Spark Temporary Job Data Retention and Cleanup¶
https://blueprints.launchpad.net/sahara/+spec/spark-cleanup
Creates a configurable cron job at cluster configuration time to clean up data from Spark jobs, in order to ease maintenance of long-lived clusters.
Problem description¶
The current Spark plugin stores data from any job run in the /tmp directory, without an expiration policy. While this is acceptable for short-lived clusters, it increases maintenance on long-running clusters, which are likely to run out of space in time. A mechanism to automatically clear space is needed.
Proposed change¶
On the creation of any new Spark cluster, a script (from sahara.plugins.spark/resources) will be templated with the following variables (which will be defined in Spark’s config_helper module and thus defined per cluster):
Minimum Cleanup Seconds
Maximum Cleanup Seconds
Minimum Cleanup Megabytes
That script will then be pushed to /etc/hadoop/tmp_cleanup.sh. In the following cases, no script will be pushed:
Maximum Cleanup Seconds is 0 (or less)
Minimum Cleanup Seconds and Minimum Cleanup Megabytes are both 0 (or less)

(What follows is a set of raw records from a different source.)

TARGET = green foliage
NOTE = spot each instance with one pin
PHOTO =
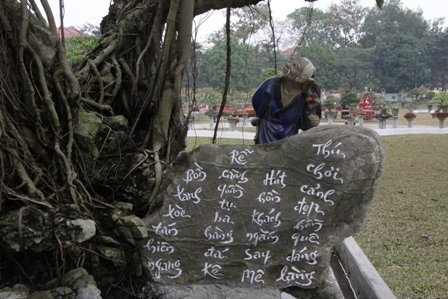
(77, 47)
(421, 94)
(243, 73)
(404, 234)
(399, 62)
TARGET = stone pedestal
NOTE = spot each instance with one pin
(262, 216)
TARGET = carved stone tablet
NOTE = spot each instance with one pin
(262, 215)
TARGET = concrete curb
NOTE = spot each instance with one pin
(364, 278)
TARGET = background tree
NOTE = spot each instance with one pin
(82, 150)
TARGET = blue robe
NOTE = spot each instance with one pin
(278, 122)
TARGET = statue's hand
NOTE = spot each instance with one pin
(314, 120)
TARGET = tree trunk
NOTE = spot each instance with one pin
(83, 149)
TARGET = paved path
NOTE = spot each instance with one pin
(203, 130)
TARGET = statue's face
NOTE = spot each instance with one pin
(298, 69)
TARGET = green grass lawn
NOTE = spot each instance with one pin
(405, 234)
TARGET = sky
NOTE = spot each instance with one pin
(80, 12)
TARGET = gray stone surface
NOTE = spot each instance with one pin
(262, 216)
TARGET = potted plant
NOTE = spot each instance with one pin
(441, 101)
(410, 115)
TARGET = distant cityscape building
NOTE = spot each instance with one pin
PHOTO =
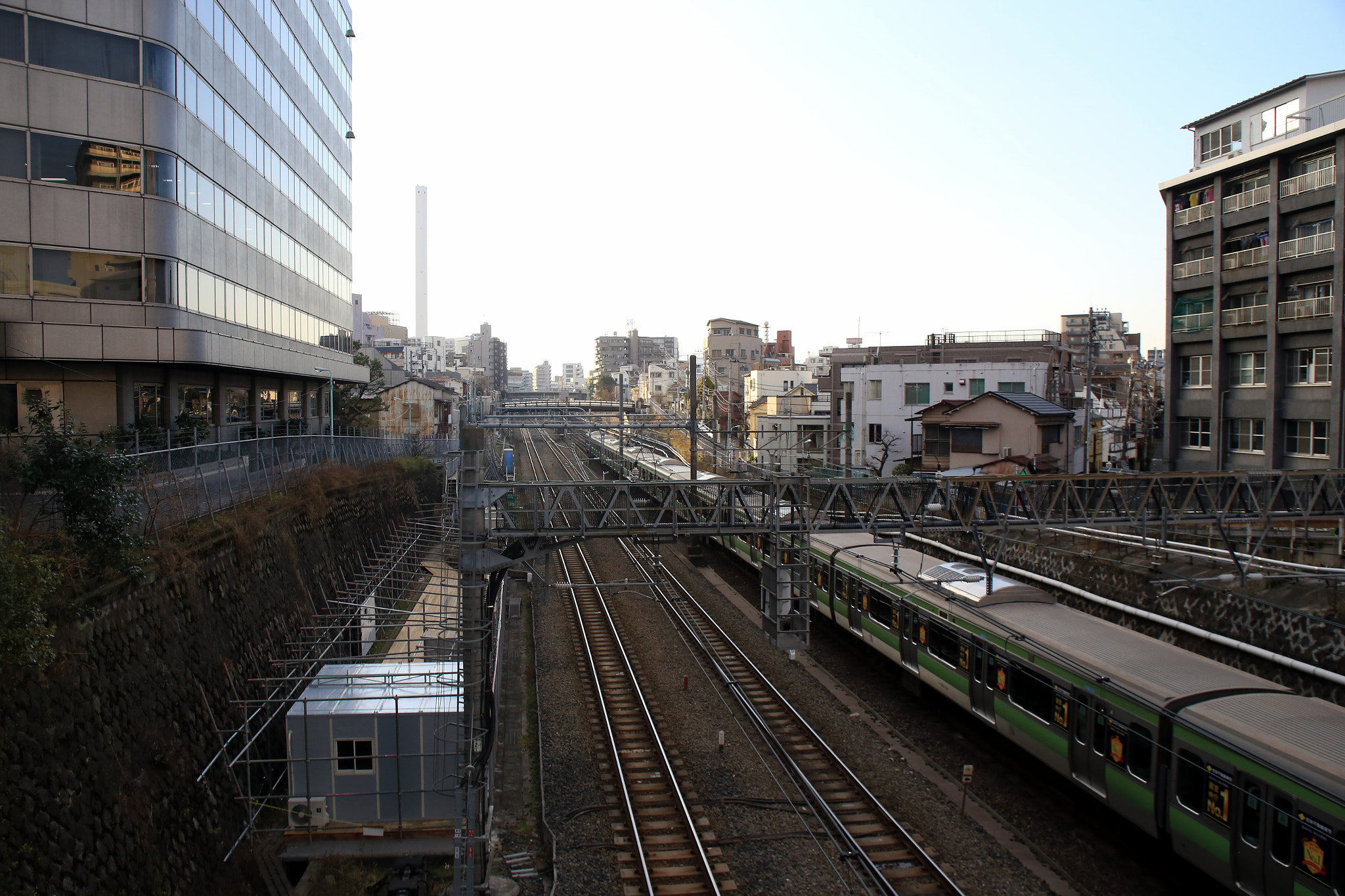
(612, 352)
(487, 352)
(1254, 282)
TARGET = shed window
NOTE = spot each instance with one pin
(1032, 692)
(355, 756)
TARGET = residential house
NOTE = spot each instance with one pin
(962, 435)
(420, 408)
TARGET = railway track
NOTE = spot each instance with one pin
(879, 851)
(655, 815)
(881, 855)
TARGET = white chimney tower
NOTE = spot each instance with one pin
(422, 265)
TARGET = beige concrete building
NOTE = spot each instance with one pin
(966, 435)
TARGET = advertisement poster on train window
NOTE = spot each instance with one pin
(1061, 715)
(1314, 849)
(1116, 740)
(1219, 785)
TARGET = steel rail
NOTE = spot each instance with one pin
(599, 636)
(701, 626)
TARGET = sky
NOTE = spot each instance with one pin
(833, 167)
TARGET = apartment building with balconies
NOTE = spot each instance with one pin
(175, 211)
(1254, 293)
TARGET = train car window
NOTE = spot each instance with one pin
(1282, 832)
(1141, 752)
(1251, 815)
(1083, 716)
(880, 608)
(1191, 781)
(943, 644)
(1032, 692)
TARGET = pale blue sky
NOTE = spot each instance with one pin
(926, 167)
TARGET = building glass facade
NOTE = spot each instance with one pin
(175, 210)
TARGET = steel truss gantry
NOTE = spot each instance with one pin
(798, 504)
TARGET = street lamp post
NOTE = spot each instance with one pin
(331, 406)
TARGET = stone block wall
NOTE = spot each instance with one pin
(100, 753)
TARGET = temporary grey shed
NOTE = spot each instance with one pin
(376, 743)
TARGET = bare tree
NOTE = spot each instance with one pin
(887, 446)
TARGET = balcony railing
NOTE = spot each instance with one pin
(1312, 181)
(1300, 308)
(1193, 268)
(1256, 196)
(1193, 214)
(1308, 245)
(1247, 257)
(1239, 316)
(1193, 323)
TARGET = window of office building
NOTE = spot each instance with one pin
(14, 270)
(11, 35)
(14, 154)
(150, 405)
(1196, 433)
(1196, 370)
(85, 163)
(268, 403)
(85, 51)
(159, 68)
(1310, 366)
(1220, 141)
(237, 405)
(65, 274)
(1247, 435)
(1250, 368)
(194, 400)
(1306, 437)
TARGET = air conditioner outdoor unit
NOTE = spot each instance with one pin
(309, 812)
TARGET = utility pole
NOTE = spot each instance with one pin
(690, 418)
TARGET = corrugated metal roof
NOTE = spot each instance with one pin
(1261, 96)
(370, 688)
(1305, 734)
(1032, 403)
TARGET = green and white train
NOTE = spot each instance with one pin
(1242, 777)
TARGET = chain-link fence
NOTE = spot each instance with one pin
(186, 482)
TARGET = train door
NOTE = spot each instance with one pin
(856, 591)
(910, 648)
(1088, 742)
(1265, 840)
(982, 688)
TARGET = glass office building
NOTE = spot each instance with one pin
(175, 210)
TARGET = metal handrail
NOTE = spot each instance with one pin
(1246, 199)
(1310, 181)
(1298, 308)
(1247, 257)
(1308, 245)
(1195, 214)
(1193, 268)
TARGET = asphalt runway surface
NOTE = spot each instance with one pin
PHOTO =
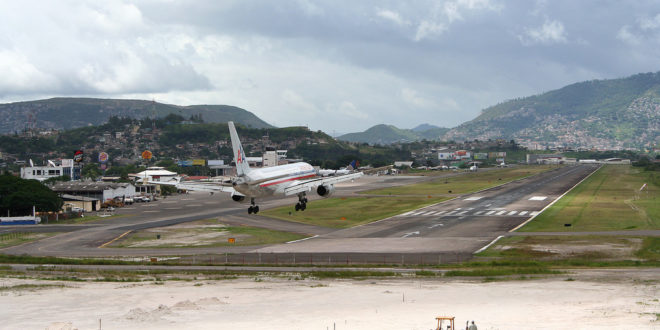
(450, 231)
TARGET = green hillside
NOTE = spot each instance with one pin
(67, 113)
(387, 134)
(617, 113)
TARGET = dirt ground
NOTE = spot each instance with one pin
(593, 300)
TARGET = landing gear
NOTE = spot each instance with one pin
(253, 208)
(302, 202)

Also at cluster configuration time, a cron job will be created to run this script once per hour.
This script will iterate over each extant job directory on the cluster; if it finds one older than Maximum Cleanup Seconds, it will delete that directory. It will then check the size of the set of remaining directories. If there is more data than Minimum Cleanup Megabytes, then it will delete directories older than Minimum Cleanup Seconds, starting with the oldest, until the remaining data is smaller than Minimum Cleanup Megabytes or no sufficiently aged directories remain.
Alternatives¶
Any number of more complex schemes could be developed to address this problem, including per-job retention information, data priority assignment (to effectively create a priority queue for deletion,) and others. The above plan, however, while it does allow for individual cluster types to have individual retention policies, does not demand excessive maintenance or interface with that policy after cluster creation, which will likely be appropriate for most users. A complex retention and archival strategy exceeds the intended scope of this convenience feature, and could easily become an entire project.
Data model impact¶
None; all new data will be stored as cluster configuration.
REST API impact¶
None; operative Spark cluster template configuration parameters will be documented the current interface allows this change.
Other end user impact¶
None.
Deployer impact¶
None.
Developer impact¶
None.
Sahara-image-elements impact¶
None.
Sahara-dashboard / Horizon impact¶
None. (config_helper.py variables will be automatically represented in Horizon.)
Implementation¶
Assignee(s)¶
- Primary assignee:
egafford
Work Items¶
Creation of periodic job
Creation of deletion script
Testing
Dependencies¶
None
Testing¶
Because this feature is entirely Sahara-internal, and requires only a remote shell connection to the Spark cluster (without which many, many other tests would fail) I believe that Tempest tests of this feature are unnecessary. Unit tests should be sufficient to cover this feature.
Documentation Impact¶
The variables used to set retention policy will need to be documented.